Convocaria Ganso, Neymar e
Pato para a Copa da África?
Não. Não era o técnico.
E para um time?
Ô, pra qualquer time. Ninguém fala. Mas tem um volante do Internacional que
foi para o Tottenham, o Sandro, que é muito bom. No
Ceará tem o Mizael, um ponta pelo lado do campo, o que
hoje é raro.
Vamos ter um outro Pelé?
Olha, não tem ninguém
perto dele.
Pelé ou Maradona?
Ah, pelo amor de Deus! Pelé é dez. Maradona é oito.
E Maradona como técnico?
Eu achei interessante (rindo). Eu gostava de ver o jeito
dele, o envolvimento, a forma como agia no campo. Era
diferente dos outros técnicos, mais metódicos, quietos.
Até torci, achei que a Argentina chegaria mais à frente.
O senhor já disse que prefere
ganhar do que jogar bonito.
Jogar bonito é pra amistoso, jogo beneficente. Se puder ganhar e jogar bonito,
ótimo. Ontem [na quinta], jogamos um jogo até razoável.
E foi 2 a 2 [entre Palmeiras e
Botafogo]. De que adiantou?
O senhor reclamou do juiz.
Os jogadores reclamam
muito no vestiário de que nós
somos prejudicados.
Eles acham que, como o Luiz
Gonzaga Belluzzo, presidente
do Palmeiras, votou contra
Teixeira no Clube dos 13, a arbitragem retalia o clube?
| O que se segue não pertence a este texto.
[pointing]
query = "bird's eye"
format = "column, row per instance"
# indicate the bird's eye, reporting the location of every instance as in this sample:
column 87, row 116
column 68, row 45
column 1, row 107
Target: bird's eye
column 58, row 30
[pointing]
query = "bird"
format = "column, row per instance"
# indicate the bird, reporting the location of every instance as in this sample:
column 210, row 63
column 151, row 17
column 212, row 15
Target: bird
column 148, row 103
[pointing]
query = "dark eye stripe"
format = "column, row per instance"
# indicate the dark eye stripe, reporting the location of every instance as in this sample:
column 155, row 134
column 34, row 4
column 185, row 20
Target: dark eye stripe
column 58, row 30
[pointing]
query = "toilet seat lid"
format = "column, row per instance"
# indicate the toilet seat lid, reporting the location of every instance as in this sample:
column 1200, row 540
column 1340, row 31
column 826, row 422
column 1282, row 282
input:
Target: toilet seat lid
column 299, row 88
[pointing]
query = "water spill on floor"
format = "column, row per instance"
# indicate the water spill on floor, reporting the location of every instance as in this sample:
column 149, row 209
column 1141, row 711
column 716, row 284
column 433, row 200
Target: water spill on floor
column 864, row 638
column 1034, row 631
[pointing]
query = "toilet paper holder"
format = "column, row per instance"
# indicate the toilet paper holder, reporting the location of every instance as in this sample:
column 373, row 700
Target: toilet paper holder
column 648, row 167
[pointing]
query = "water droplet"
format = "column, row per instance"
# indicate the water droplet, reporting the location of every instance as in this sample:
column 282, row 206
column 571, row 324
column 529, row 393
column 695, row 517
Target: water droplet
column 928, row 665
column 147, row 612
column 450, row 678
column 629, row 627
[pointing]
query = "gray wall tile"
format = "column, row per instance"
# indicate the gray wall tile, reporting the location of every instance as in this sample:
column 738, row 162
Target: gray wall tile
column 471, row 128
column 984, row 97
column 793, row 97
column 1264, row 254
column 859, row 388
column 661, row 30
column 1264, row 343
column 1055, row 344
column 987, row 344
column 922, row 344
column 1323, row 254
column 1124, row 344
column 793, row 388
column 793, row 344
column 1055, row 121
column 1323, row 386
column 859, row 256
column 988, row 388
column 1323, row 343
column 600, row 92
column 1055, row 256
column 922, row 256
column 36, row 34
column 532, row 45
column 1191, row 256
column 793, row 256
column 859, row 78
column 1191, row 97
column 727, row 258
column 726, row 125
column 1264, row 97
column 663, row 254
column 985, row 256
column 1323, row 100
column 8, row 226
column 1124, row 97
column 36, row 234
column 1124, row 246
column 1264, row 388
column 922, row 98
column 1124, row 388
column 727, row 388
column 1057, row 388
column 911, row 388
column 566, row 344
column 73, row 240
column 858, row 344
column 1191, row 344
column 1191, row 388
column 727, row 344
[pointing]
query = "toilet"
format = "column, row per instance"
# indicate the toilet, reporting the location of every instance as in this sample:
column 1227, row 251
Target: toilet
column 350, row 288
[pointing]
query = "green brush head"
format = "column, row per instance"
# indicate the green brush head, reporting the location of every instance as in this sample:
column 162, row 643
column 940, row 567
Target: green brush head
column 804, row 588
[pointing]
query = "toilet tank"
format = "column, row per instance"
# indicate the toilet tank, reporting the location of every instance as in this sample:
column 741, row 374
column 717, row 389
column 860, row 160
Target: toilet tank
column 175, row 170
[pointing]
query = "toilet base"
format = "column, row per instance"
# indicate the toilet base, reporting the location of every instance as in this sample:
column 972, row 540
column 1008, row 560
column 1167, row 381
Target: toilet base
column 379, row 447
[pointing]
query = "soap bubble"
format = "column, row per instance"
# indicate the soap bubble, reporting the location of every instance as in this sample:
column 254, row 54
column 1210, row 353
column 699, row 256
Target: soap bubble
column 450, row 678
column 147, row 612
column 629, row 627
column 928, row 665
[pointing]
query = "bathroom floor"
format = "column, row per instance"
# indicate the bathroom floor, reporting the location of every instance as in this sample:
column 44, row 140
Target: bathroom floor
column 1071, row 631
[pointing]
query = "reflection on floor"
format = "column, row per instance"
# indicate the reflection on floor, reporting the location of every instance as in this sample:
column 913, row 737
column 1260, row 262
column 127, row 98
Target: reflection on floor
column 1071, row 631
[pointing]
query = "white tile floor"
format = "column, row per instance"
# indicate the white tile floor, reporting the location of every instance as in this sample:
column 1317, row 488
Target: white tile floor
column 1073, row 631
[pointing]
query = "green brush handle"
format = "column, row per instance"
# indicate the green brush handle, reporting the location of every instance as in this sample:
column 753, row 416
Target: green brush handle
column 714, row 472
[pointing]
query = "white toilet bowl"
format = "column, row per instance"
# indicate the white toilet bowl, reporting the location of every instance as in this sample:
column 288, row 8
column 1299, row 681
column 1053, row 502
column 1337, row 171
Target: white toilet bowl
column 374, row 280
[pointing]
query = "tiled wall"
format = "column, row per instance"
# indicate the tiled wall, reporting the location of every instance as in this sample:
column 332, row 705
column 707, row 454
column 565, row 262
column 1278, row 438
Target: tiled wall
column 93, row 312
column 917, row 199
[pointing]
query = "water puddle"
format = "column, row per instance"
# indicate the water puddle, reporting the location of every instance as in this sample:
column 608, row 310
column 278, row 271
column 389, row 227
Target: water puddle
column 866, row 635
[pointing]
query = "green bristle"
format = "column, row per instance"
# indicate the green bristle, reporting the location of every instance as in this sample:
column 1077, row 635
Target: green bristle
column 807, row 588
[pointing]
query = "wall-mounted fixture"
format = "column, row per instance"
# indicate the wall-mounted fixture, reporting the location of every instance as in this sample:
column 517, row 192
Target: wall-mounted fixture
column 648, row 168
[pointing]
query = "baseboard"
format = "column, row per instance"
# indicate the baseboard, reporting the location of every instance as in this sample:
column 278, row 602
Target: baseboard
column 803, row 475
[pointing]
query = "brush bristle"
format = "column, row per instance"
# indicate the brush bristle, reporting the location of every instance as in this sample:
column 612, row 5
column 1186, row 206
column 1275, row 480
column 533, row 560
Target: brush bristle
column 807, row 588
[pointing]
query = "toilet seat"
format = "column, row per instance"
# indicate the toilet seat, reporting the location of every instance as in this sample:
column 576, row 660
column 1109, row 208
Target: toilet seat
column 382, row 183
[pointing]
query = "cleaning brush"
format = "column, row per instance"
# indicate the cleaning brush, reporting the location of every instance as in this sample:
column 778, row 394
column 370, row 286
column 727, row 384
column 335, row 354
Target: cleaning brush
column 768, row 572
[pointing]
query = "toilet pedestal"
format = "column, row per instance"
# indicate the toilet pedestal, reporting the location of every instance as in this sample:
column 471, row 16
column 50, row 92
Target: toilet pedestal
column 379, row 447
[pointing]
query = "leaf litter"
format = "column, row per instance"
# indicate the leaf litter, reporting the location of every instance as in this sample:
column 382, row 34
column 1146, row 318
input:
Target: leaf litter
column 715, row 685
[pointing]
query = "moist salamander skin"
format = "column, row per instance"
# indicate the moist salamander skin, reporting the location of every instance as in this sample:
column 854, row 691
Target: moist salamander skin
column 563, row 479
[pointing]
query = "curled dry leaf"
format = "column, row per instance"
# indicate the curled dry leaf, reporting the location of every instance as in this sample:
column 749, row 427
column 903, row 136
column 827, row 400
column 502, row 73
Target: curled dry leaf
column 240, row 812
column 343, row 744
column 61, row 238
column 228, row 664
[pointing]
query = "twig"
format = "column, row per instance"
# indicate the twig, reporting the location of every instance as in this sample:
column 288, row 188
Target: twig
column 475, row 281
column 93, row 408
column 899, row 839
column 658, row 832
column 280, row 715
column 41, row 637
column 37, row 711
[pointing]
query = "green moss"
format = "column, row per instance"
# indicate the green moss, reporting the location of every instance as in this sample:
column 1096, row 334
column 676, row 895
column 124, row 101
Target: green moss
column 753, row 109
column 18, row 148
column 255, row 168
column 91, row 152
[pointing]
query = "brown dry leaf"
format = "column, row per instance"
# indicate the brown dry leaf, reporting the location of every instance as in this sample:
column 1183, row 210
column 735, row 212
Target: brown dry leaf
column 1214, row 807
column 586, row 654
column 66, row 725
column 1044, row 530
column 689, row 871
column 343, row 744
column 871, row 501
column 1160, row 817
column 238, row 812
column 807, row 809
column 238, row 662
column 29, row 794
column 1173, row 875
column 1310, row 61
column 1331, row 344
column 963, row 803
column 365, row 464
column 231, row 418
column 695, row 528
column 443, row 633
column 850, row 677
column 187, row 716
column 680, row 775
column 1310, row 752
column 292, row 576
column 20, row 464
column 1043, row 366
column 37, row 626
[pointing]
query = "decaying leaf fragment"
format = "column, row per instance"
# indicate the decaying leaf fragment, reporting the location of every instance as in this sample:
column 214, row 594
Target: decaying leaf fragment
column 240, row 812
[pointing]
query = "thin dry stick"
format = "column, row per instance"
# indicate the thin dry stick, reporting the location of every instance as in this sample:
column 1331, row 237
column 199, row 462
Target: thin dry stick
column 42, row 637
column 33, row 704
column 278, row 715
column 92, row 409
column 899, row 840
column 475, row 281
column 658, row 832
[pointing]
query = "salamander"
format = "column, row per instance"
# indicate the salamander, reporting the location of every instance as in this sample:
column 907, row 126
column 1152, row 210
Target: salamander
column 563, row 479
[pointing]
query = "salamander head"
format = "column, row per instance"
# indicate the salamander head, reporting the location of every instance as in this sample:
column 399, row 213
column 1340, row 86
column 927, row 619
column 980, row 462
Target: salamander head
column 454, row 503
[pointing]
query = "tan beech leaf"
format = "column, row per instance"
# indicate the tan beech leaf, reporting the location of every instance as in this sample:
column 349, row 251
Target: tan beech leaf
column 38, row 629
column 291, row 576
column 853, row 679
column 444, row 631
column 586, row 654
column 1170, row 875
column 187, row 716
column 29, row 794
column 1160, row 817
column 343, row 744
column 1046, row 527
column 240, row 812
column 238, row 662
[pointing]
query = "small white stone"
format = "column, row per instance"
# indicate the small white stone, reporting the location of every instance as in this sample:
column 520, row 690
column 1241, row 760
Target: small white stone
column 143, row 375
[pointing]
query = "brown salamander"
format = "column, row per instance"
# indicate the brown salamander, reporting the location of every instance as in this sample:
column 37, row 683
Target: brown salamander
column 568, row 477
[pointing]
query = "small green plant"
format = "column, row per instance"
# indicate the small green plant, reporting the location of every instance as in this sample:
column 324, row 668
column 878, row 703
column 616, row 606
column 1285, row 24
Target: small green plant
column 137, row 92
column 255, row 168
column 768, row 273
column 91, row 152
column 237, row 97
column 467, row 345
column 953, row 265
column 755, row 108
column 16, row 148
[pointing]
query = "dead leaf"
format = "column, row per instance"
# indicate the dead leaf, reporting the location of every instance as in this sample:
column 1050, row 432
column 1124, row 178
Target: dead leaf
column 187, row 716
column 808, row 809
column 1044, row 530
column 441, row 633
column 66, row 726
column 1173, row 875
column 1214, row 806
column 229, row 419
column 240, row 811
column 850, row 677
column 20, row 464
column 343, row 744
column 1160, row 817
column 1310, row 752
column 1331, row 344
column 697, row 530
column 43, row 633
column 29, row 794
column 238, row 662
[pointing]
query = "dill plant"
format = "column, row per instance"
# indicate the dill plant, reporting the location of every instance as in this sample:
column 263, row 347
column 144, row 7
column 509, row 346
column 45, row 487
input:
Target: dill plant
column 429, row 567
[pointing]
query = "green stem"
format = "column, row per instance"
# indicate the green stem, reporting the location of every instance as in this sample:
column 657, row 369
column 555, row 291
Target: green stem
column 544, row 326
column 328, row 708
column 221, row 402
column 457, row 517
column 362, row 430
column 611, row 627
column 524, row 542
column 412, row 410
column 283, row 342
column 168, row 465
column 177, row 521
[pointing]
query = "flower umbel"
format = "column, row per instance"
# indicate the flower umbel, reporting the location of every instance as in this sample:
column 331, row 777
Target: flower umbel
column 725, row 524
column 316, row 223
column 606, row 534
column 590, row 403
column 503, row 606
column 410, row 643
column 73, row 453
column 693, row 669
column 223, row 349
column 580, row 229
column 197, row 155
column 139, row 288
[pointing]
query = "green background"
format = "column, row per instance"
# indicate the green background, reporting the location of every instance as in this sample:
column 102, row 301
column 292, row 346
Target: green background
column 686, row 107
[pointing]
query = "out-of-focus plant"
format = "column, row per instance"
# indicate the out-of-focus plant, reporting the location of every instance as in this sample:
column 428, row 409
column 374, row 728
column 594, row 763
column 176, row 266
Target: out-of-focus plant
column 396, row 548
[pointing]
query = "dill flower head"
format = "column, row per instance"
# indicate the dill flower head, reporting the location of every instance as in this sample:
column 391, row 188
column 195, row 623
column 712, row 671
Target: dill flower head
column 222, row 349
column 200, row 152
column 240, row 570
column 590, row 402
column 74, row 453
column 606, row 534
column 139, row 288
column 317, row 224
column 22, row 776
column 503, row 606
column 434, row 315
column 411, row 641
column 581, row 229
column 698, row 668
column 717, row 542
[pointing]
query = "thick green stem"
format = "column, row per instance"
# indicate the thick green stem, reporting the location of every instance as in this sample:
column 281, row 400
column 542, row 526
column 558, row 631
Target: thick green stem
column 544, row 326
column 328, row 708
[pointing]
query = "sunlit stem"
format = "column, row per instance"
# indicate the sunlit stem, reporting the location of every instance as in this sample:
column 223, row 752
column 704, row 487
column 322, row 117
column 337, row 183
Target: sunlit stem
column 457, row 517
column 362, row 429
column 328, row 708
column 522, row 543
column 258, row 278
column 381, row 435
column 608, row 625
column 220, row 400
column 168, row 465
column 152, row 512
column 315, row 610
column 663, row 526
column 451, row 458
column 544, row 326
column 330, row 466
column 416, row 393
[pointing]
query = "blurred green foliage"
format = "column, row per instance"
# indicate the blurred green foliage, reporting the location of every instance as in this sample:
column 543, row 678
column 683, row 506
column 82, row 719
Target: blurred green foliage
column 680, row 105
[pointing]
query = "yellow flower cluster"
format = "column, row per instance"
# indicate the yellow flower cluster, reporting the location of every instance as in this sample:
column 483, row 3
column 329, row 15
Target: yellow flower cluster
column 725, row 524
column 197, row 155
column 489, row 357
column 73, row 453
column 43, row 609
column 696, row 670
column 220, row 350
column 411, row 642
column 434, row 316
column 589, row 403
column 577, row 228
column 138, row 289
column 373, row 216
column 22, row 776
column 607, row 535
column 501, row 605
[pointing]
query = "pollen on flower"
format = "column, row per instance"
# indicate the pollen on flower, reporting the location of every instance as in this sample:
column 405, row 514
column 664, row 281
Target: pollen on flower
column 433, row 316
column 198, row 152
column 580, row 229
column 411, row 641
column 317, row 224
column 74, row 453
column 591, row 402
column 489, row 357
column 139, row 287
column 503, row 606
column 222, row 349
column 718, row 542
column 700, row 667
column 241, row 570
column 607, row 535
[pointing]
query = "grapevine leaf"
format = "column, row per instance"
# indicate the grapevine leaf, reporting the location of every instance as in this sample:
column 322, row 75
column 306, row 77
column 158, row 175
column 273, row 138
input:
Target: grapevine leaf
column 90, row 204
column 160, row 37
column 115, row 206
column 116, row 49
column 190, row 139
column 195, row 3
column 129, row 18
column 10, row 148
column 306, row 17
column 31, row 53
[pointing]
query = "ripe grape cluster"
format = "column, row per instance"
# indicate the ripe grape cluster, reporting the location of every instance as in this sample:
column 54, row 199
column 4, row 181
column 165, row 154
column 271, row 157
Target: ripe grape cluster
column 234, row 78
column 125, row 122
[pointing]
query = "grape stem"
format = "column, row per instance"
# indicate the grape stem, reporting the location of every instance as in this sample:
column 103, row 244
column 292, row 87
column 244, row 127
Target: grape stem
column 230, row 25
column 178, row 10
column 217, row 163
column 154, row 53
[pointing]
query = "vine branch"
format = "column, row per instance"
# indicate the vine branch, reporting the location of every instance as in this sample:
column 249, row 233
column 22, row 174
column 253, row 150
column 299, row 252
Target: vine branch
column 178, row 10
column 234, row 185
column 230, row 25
É o que eu ouço falar. Vou
acabar com esse assunto logo, logo. Se eles passam a
acreditar nisso, não têm o
empenho necessário para superar as dificuldades.
Tem muito juiz ladrão?
Ah, não tem, não. O que
acontece são erros absurdos
dos árbitros. Mas não é só
contra o Palmeiras.
O time ganha o Brasileirão?
É difícil. O nosso grupo é
muito pequeno. Os outros estão com um número de jogadores maior, bem escolhidos.
Nós ainda temos que formar.
Vamos ter que direcionar para a [Copa] Sul-Americana.
Jogo rápido: sua maior felicidade.
A minha família.
Sua maior tristeza.
Meu pai [Benjamin] ter
morrido quando eu começava a carreira de técnico. Ele ia
ver o filho dele conseguir
uma identidade nacional.
Sexo ou sorvete?
Sexo. Pelo amor de Deus!
Sorvete toda hora tu tem ali.
Sexo, de vez em quando.
Felipão em uma frase.
Eu sou um bom amigo.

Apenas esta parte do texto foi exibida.